Tattooing is complex and there are so many different opinions on what is ethical. All of the artists cited agree on the good thing that can come out of the temporary tattoo: inclusiveness. Short-lasting ink solves tattoo-related obstacles like avoiding removal, being humiliated by your family, or religious qualms. The traditional teachings of Christianity, Judaism and Islam generally oppose permanent tattoos, attracting more orthodox clients who see temporary tattoos as a workaround. It allows people who could not participate in tattoo culture to express themselves and experience their image. Even though these tattoos are temporary, you still have to be 18 or over to get a tattoo without parental consent (Ephemeral still chooses to follow New York State tattoo laws on the boundaries of age).

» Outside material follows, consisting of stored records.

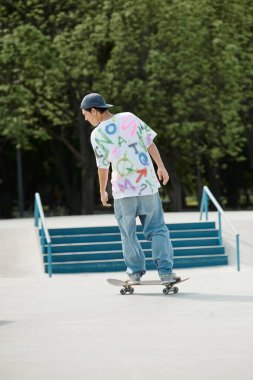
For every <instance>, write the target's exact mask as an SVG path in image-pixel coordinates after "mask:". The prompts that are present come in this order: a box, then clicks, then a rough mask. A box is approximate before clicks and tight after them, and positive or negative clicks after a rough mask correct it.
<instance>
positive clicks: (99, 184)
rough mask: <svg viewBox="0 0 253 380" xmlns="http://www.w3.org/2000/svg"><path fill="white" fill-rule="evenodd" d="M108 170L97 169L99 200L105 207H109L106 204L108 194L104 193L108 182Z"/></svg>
mask: <svg viewBox="0 0 253 380" xmlns="http://www.w3.org/2000/svg"><path fill="white" fill-rule="evenodd" d="M108 174H109V169H102V168H98V178H99V187H100V199H101V202H102V204H103V206H105V207H111V204H110V203H107V202H108V193H107V191H106V186H107V182H108Z"/></svg>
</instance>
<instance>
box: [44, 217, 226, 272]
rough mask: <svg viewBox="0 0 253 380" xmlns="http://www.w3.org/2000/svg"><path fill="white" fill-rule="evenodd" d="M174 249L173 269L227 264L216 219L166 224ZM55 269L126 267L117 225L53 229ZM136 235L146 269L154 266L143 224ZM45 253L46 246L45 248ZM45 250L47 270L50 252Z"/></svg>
mask: <svg viewBox="0 0 253 380" xmlns="http://www.w3.org/2000/svg"><path fill="white" fill-rule="evenodd" d="M167 227H168V229H169V231H170V237H171V241H172V245H173V248H174V268H189V267H203V266H214V265H227V264H228V257H227V256H226V255H225V249H224V246H223V245H220V244H219V238H218V230H217V229H216V227H215V222H195V223H173V224H167ZM49 234H50V237H51V240H52V268H53V274H54V273H84V272H113V271H124V270H125V269H126V267H125V263H124V260H123V255H122V245H121V239H120V233H119V229H118V227H117V226H103V227H84V228H51V229H49ZM137 236H138V239H139V241H140V243H141V246H142V248H143V250H144V253H145V256H146V266H147V269H155V266H154V263H153V261H152V252H151V243H150V242H148V241H146V240H145V238H144V235H143V233H142V228H141V226H139V225H138V226H137ZM44 250H45V252H46V247H45V249H44ZM45 252H42V253H43V259H44V265H45V271H46V272H47V254H46V253H45Z"/></svg>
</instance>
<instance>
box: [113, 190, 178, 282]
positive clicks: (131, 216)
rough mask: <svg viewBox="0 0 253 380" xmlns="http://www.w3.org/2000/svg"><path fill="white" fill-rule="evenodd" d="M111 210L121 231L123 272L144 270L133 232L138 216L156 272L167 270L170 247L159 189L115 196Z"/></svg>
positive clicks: (144, 269) (170, 269)
mask: <svg viewBox="0 0 253 380" xmlns="http://www.w3.org/2000/svg"><path fill="white" fill-rule="evenodd" d="M114 212H115V217H116V219H117V221H118V225H119V229H120V232H121V240H122V247H123V256H124V259H125V263H126V266H127V273H128V274H133V273H140V274H144V273H145V272H146V267H145V255H144V253H143V250H142V248H141V245H140V243H139V241H138V238H137V236H136V217H137V216H138V217H139V218H140V221H141V224H142V227H143V233H144V236H145V238H146V240H148V241H151V247H152V258H153V260H154V263H155V265H156V268H157V269H158V273H159V275H165V274H170V273H171V272H172V268H173V248H172V245H171V241H170V236H169V231H168V229H167V226H166V224H165V222H164V216H163V209H162V203H161V199H160V196H159V193H156V194H152V195H143V196H137V197H128V198H122V199H115V200H114Z"/></svg>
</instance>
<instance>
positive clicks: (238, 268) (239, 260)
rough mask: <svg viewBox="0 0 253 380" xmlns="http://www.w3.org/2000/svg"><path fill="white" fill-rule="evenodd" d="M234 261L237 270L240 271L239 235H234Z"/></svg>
mask: <svg viewBox="0 0 253 380" xmlns="http://www.w3.org/2000/svg"><path fill="white" fill-rule="evenodd" d="M236 262H237V271H238V272H240V235H239V234H237V235H236Z"/></svg>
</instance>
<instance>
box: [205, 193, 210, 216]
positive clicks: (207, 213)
mask: <svg viewBox="0 0 253 380" xmlns="http://www.w3.org/2000/svg"><path fill="white" fill-rule="evenodd" d="M204 200H205V212H206V220H208V212H209V209H208V197H207V194H206V192H205V193H204Z"/></svg>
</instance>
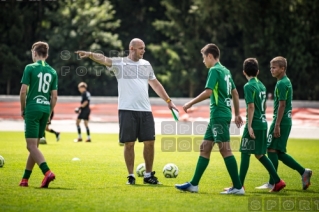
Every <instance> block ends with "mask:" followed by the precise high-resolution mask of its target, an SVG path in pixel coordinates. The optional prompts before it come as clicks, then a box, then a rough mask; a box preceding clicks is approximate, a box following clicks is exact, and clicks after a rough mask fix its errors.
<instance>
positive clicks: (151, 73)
mask: <svg viewBox="0 0 319 212" xmlns="http://www.w3.org/2000/svg"><path fill="white" fill-rule="evenodd" d="M129 50H130V51H129V55H128V57H115V58H108V57H106V56H104V55H102V54H98V53H92V52H86V51H77V52H76V53H77V54H79V56H80V58H87V57H88V58H90V59H92V60H93V61H95V62H98V63H100V64H102V65H105V66H107V67H108V68H109V69H111V70H112V71H113V72H114V74H115V76H116V79H117V81H118V93H119V98H118V110H119V122H120V135H119V137H120V142H121V143H124V158H125V163H126V167H127V170H128V173H129V175H128V177H127V178H128V181H127V184H135V177H134V174H133V170H134V155H135V153H134V144H135V141H136V139H138V141H139V142H143V143H144V160H145V167H146V171H145V174H144V183H148V184H160V182H159V181H158V179H157V177H155V172H154V171H152V168H153V161H154V142H155V126H154V118H153V114H152V110H151V104H150V101H149V95H148V85H150V86H151V87H152V88H153V90H154V91H155V92H156V93H157V95H158V96H160V97H161V98H162V99H163V100H164V101H166V102H167V104H168V108H169V109H172V108H174V109H176V110H177V108H176V106H175V105H174V103H173V102H172V101H171V99H170V98H169V96H168V95H167V93H166V91H165V89H164V87H163V86H162V84H161V83H160V82H159V81H158V80H157V79H156V77H155V74H154V70H153V68H152V66H151V64H150V63H149V62H148V61H147V60H144V59H143V55H144V53H145V44H144V42H143V41H142V40H141V39H138V38H134V39H133V40H131V42H130V45H129Z"/></svg>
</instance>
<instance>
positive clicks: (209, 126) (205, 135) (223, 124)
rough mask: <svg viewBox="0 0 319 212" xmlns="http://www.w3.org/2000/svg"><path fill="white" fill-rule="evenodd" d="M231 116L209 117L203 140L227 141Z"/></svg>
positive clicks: (228, 135)
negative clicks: (222, 116)
mask: <svg viewBox="0 0 319 212" xmlns="http://www.w3.org/2000/svg"><path fill="white" fill-rule="evenodd" d="M230 121H231V118H214V119H210V121H209V124H208V126H207V129H206V133H205V135H204V140H209V141H214V142H216V143H219V142H229V140H230V134H229V126H230Z"/></svg>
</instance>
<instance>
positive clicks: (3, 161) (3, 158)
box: [0, 155, 4, 167]
mask: <svg viewBox="0 0 319 212" xmlns="http://www.w3.org/2000/svg"><path fill="white" fill-rule="evenodd" d="M2 166H4V158H3V157H2V156H1V155H0V167H2Z"/></svg>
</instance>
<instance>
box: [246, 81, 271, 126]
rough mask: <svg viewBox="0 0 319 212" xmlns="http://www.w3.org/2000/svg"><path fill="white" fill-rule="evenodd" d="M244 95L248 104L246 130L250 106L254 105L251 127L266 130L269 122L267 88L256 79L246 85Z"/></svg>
mask: <svg viewBox="0 0 319 212" xmlns="http://www.w3.org/2000/svg"><path fill="white" fill-rule="evenodd" d="M244 95H245V102H246V111H247V113H246V114H247V115H246V126H245V127H246V128H247V127H248V104H250V103H253V104H254V107H255V111H254V116H253V121H252V124H251V127H252V128H253V129H254V130H266V129H267V120H266V115H265V110H266V88H265V86H264V84H263V83H262V82H260V81H259V80H258V79H257V78H256V77H254V78H252V79H250V80H249V81H248V82H247V83H246V84H245V85H244Z"/></svg>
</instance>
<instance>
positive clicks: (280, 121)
mask: <svg viewBox="0 0 319 212" xmlns="http://www.w3.org/2000/svg"><path fill="white" fill-rule="evenodd" d="M286 70H287V60H286V59H285V58H284V57H281V56H279V57H275V58H273V59H272V60H271V61H270V71H271V75H272V76H273V77H275V78H276V79H277V84H276V87H275V92H274V116H273V118H274V119H273V122H272V124H271V125H270V129H269V133H268V157H269V159H270V160H271V162H272V163H273V165H274V167H275V169H276V170H277V168H278V160H281V161H282V162H283V163H284V164H285V165H286V166H288V167H290V168H292V169H294V170H296V171H297V172H298V173H299V174H300V175H301V183H302V189H303V190H306V189H307V188H308V187H309V185H310V178H311V175H312V171H311V170H310V169H305V168H304V167H303V166H301V165H300V164H299V163H298V162H297V161H295V160H294V159H293V158H292V157H291V156H290V155H288V154H287V153H286V152H287V150H286V146H287V141H288V138H289V134H290V130H291V125H292V120H291V111H292V104H291V101H292V84H291V82H290V80H289V78H288V77H287V75H286ZM274 184H275V182H274V179H273V178H272V177H270V178H269V182H268V183H265V184H264V185H262V186H260V187H256V189H272V188H274Z"/></svg>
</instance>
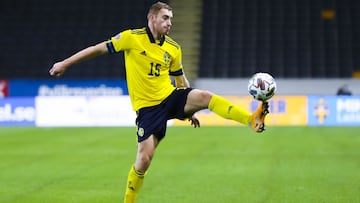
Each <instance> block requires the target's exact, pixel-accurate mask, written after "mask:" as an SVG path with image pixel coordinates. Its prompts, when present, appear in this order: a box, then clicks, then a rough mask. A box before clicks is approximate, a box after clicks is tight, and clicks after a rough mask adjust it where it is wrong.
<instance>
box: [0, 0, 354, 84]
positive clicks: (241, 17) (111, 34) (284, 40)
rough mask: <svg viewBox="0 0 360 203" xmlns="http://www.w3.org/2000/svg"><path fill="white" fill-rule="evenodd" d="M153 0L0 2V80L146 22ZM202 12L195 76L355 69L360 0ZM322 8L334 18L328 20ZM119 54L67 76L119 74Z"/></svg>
mask: <svg viewBox="0 0 360 203" xmlns="http://www.w3.org/2000/svg"><path fill="white" fill-rule="evenodd" d="M154 2H156V1H151V0H131V1H129V0H122V1H119V0H104V1H96V0H61V1H49V0H29V1H19V0H15V1H14V0H13V1H11V0H3V1H1V3H0V25H1V30H0V44H1V54H0V78H1V79H17V78H31V79H44V78H48V77H49V76H48V70H49V69H50V67H51V65H52V64H53V63H54V62H56V61H59V60H62V59H64V58H65V57H68V56H70V55H71V54H73V53H75V52H77V51H79V50H81V49H83V48H85V47H87V46H90V45H94V44H96V43H98V42H101V41H103V40H107V39H108V38H110V37H111V36H113V35H115V34H117V33H118V32H120V31H122V30H124V29H128V28H137V27H143V26H145V25H146V14H147V11H148V8H149V6H150V5H151V4H152V3H154ZM170 4H171V2H170ZM201 9H202V11H203V12H202V13H203V15H202V31H201V41H200V43H201V46H200V50H199V51H200V58H199V67H198V76H199V77H202V78H230V77H249V76H250V75H252V74H253V73H254V72H259V71H266V72H271V73H272V74H273V75H276V77H277V78H279V77H284V78H348V77H351V76H352V73H353V72H354V71H356V70H360V57H359V53H360V14H359V13H360V12H359V9H360V1H356V0H204V1H203V7H202V8H201ZM324 10H330V11H334V13H335V16H334V17H333V18H330V19H326V18H325V17H324V16H323V11H324ZM175 17H176V16H175ZM174 26H176V25H174ZM122 59H123V56H122V54H119V57H114V56H110V55H106V56H101V57H99V58H96V59H94V60H90V61H87V62H83V63H82V64H81V66H82V67H81V68H72V69H69V72H71V73H68V74H66V78H74V79H104V78H109V79H116V78H120V79H123V78H124V77H125V72H124V68H123V66H124V64H123V60H122ZM75 66H77V65H75Z"/></svg>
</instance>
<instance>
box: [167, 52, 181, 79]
mask: <svg viewBox="0 0 360 203" xmlns="http://www.w3.org/2000/svg"><path fill="white" fill-rule="evenodd" d="M169 74H170V75H171V76H179V75H183V65H182V51H181V48H180V47H179V48H178V51H177V55H176V56H175V57H174V58H173V60H172V61H171V66H170V71H169Z"/></svg>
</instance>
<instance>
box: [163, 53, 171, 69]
mask: <svg viewBox="0 0 360 203" xmlns="http://www.w3.org/2000/svg"><path fill="white" fill-rule="evenodd" d="M170 62H171V57H170V54H169V53H167V52H165V53H164V63H165V65H166V66H169V65H170Z"/></svg>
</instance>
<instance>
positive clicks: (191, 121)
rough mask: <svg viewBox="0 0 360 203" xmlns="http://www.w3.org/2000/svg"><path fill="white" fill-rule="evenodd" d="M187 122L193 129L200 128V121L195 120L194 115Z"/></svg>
mask: <svg viewBox="0 0 360 203" xmlns="http://www.w3.org/2000/svg"><path fill="white" fill-rule="evenodd" d="M189 120H190V122H191V125H192V126H194V128H200V121H199V119H198V118H196V116H195V115H192V116H191V117H190V118H189Z"/></svg>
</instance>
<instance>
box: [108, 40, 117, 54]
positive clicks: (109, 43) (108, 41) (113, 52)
mask: <svg viewBox="0 0 360 203" xmlns="http://www.w3.org/2000/svg"><path fill="white" fill-rule="evenodd" d="M106 47H107V48H108V51H109V53H110V54H114V53H116V51H115V47H114V45H113V43H112V42H111V41H110V40H109V41H108V42H106Z"/></svg>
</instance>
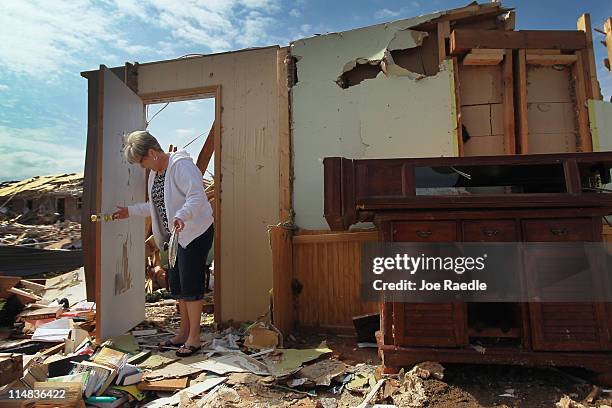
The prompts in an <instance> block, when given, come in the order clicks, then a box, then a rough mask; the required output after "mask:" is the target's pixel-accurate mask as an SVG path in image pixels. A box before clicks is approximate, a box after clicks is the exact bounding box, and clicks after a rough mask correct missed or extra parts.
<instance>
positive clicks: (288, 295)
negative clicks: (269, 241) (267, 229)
mask: <svg viewBox="0 0 612 408" xmlns="http://www.w3.org/2000/svg"><path fill="white" fill-rule="evenodd" d="M291 236H292V231H291V230H290V229H288V228H284V227H280V226H274V227H271V228H270V242H271V244H272V302H273V303H272V305H273V320H274V324H275V326H276V327H277V328H278V329H279V330H280V331H281V332H283V333H284V334H288V333H290V332H291V330H292V329H293V327H294V325H295V310H294V304H293V295H292V292H291V281H292V279H293V249H292V247H293V245H292V242H291Z"/></svg>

“The information about Jewish and Muslim people getting tattoos is great, but is it [temporary tattoo company’s] targeted audience? If so, then that’s great, but if it’s to charge people $ 400 for something that looks like shit in six months, that’s such an arbitrary way of saying that a Temporary tattooing is acceptable, but not a permanent tattoo, ”explains Jessa. “I want to believe they have good intentions, but again turning it into a business changes everything for me.”